Stokes’ view, on the other hand, is certainly not the standard in the field of EMS. According to the sixth edition of the well-respected Emergency Care in the Streets text by Nancy Caroline, MD: “If you feel the scene is not safe, contact law enforcement personnel and wait for them to secure the scene. If you rush into a scene and are injured by violence, you become a nuisance to your partner and fellow EMS responders, not a trained care provider.

You must quickly identify potentially dangerous situations and act to remove yourself, your team and if possible, the patient, to a safe place,” she continues. That’s the standard nationwide, and situations involving violent crime scenes are the lone exception to the EMS mandate of putting the patient’s needs first. In short, if we are “taken out” or disabled at a scene, we’re of no assistance to the crime victim, instead becoming an additional problem.
 
However, Councilman Stokes disagrees. “AMR’s policy needs to change, and if it doesn’t, the city needs to change its ambulance service,” he told WAPT.com. Apparently, this was an empty threat. Stokes didn’t even know that it was Hinds County–not the City of Jackson–that contracts with AMR for service. And it’s been that way since 1990–almost 20 years. Further, it would appear that the family of the shooting victim is probably gearing up for a lawsuit and needs someone to say that what EMS did was wrong. They’re unlikely to find that testimony from anyone who knows anything about emergency services. Stokes says providers who are concerned about safety should don a bulletproof vest. Perhaps he also thinks EMS should be armed, be trained in takedowns and have arrest powers.
Stokes is clearly full of political rhetoric without having a clue about how EMS functions. “If you can’t do the job, let someone else do it,” he says.  

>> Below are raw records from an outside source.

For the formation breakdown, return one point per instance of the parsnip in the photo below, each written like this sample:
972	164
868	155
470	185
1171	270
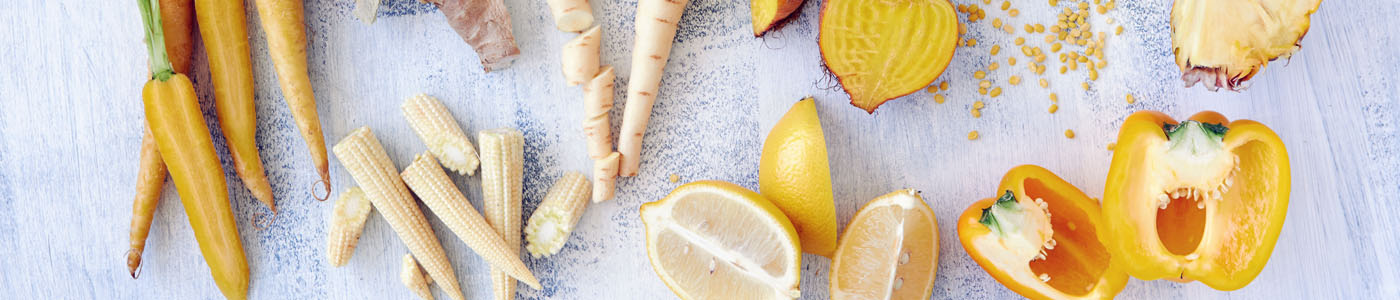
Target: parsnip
580	59
597	112
571	16
655	31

In the emergency services “trinity” of fire, EMS and law enforcement, each of us has a role to play in accordance with our training. Stepping outside of that training, and your assigned role, can lead to disaster. It’s clear that EMS–unarmed and unprotected by body armor–shouldn’t enter a violent crime scene without clearance from law enforcement. Although some EMS services may provide body armor for their personnel, those providers remain unarmed and without the training or legal authority to subdue a violent criminal and effect an arrest.

Conclusion
Unless the standard of care changes, the old adage of “home alive at five” is still the way to go. The truth is, the role of EMS has long been defined, and that role at a violent crime scene is to be part of the solution–not part of the problem. Stokes is way out of his league and doesn’t appear to know how EMS actually functions. Although we do assume many risks of the profession–such as blood borne pathogens and back injuries–we try and minimize these risks as much as possible. Trying to “play cop” is not the role of EMS, according to our training, policies and procedures.